The framework is not a document that gets written once and shelved. It guides how models are selected, how data is prepared, and how the proofs of concept are evaluated. In concrete terms, the project commits to:
- monitoring compliance with legal and institutional ethics standards;
- documenting how AI models are evaluated and selected, for transparency and accountability;
- actively identifying and addressing biases in data and algorithms, including socio-cultural, geographic and historical biases;
- addressing heritage-specific risks such as narrative distortion, decontextualisation and the misrepresentation of marginalised communities, through interdisciplinary dialogue and scenario-based testing with heritage professionals.

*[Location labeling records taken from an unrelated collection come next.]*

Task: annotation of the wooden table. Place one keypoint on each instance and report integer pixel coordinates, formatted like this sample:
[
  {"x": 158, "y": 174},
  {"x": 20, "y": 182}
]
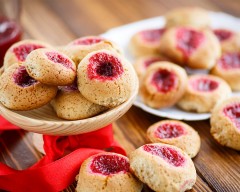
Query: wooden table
[{"x": 60, "y": 21}]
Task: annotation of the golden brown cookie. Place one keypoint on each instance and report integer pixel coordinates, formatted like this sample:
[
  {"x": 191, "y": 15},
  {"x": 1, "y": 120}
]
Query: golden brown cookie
[
  {"x": 163, "y": 84},
  {"x": 188, "y": 16},
  {"x": 203, "y": 93},
  {"x": 146, "y": 42},
  {"x": 19, "y": 91},
  {"x": 50, "y": 67},
  {"x": 225, "y": 123},
  {"x": 106, "y": 78},
  {"x": 175, "y": 133},
  {"x": 198, "y": 49},
  {"x": 163, "y": 167},
  {"x": 228, "y": 68},
  {"x": 107, "y": 172}
]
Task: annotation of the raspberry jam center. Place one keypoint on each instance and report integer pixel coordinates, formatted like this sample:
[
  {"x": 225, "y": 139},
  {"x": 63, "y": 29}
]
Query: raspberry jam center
[
  {"x": 150, "y": 61},
  {"x": 204, "y": 85},
  {"x": 59, "y": 59},
  {"x": 169, "y": 130},
  {"x": 109, "y": 164},
  {"x": 22, "y": 78},
  {"x": 230, "y": 61},
  {"x": 223, "y": 34},
  {"x": 87, "y": 41},
  {"x": 164, "y": 80},
  {"x": 168, "y": 154},
  {"x": 188, "y": 40},
  {"x": 153, "y": 35},
  {"x": 22, "y": 51},
  {"x": 103, "y": 66},
  {"x": 233, "y": 113}
]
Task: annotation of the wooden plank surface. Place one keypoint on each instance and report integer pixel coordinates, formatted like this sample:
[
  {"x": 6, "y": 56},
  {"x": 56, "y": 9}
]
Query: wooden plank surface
[{"x": 60, "y": 21}]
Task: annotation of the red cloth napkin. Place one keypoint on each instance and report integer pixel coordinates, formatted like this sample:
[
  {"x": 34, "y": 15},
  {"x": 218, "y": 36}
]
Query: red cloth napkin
[{"x": 58, "y": 168}]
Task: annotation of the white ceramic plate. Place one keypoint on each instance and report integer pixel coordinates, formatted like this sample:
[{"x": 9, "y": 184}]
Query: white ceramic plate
[{"x": 121, "y": 36}]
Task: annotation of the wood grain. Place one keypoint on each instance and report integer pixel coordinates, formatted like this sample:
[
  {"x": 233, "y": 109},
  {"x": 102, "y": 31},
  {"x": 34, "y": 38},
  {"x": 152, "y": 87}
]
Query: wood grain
[{"x": 60, "y": 21}]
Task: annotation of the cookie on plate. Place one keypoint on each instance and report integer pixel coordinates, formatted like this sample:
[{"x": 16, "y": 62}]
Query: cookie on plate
[
  {"x": 175, "y": 133},
  {"x": 225, "y": 123},
  {"x": 203, "y": 93}
]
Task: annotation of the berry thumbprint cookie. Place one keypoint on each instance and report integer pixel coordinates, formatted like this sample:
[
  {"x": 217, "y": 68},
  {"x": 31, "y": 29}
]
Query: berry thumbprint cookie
[
  {"x": 50, "y": 67},
  {"x": 228, "y": 68},
  {"x": 163, "y": 85},
  {"x": 19, "y": 91},
  {"x": 146, "y": 42},
  {"x": 175, "y": 133},
  {"x": 163, "y": 167},
  {"x": 203, "y": 93},
  {"x": 106, "y": 78},
  {"x": 225, "y": 123},
  {"x": 198, "y": 49},
  {"x": 18, "y": 52},
  {"x": 107, "y": 172}
]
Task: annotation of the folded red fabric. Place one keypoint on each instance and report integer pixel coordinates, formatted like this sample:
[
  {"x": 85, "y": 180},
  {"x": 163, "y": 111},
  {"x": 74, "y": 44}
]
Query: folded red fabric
[{"x": 59, "y": 167}]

Throughout the project, an AI ethics issue log records the dilemmas we run into, the decisions taken and the mitigations applied. It is a transparent audit trail of how ethical reflection actually shaped the work, and it feeds into a final ethics report at the end of the project.
Research data
FAIR data, kept safe and kept local
A living data management plan
A data management plan aligned with the FAIR principles is delivered in month 6 and updated throughout the project. It covers collection, annotation, storage, versioning, access, sharing and long-term preservation.
The 3-2-1 backup rule
All project data is protected by a backup and security strategy following the 3-2-1 rule, combining institutional and external storage with controlled access and periodic restore testing.
Local AI by necessity
Some datasets are confidential and cannot be sent to external services without absolute guarantees. So the models come to the data: processing happens on the institute's own servers and GPUs.
Inclusivity
Whose heritage, whose data, whose AI?
Heritage collections reflect the times that produced them, including their imbalances. When an AI model trained on such data enriches a catalogue or translates a record, it can quietly amplify those imbalances. The project examines this directly: training data of candidate models is scrutinised for underrepresentation and stereotypes, outputs of the proofs of concept are checked for biased results, and metadata enrichment avoids gendered or cultural assumptions that the source material does not support.
The same lens applies to the project itself. Use cases are gathered from a diverse range of stakeholders, dissemination targets all audiences in inclusive language, and internal workshops build AI literacy across the institute, so the benefits of these tools are not reserved for the technically inclined.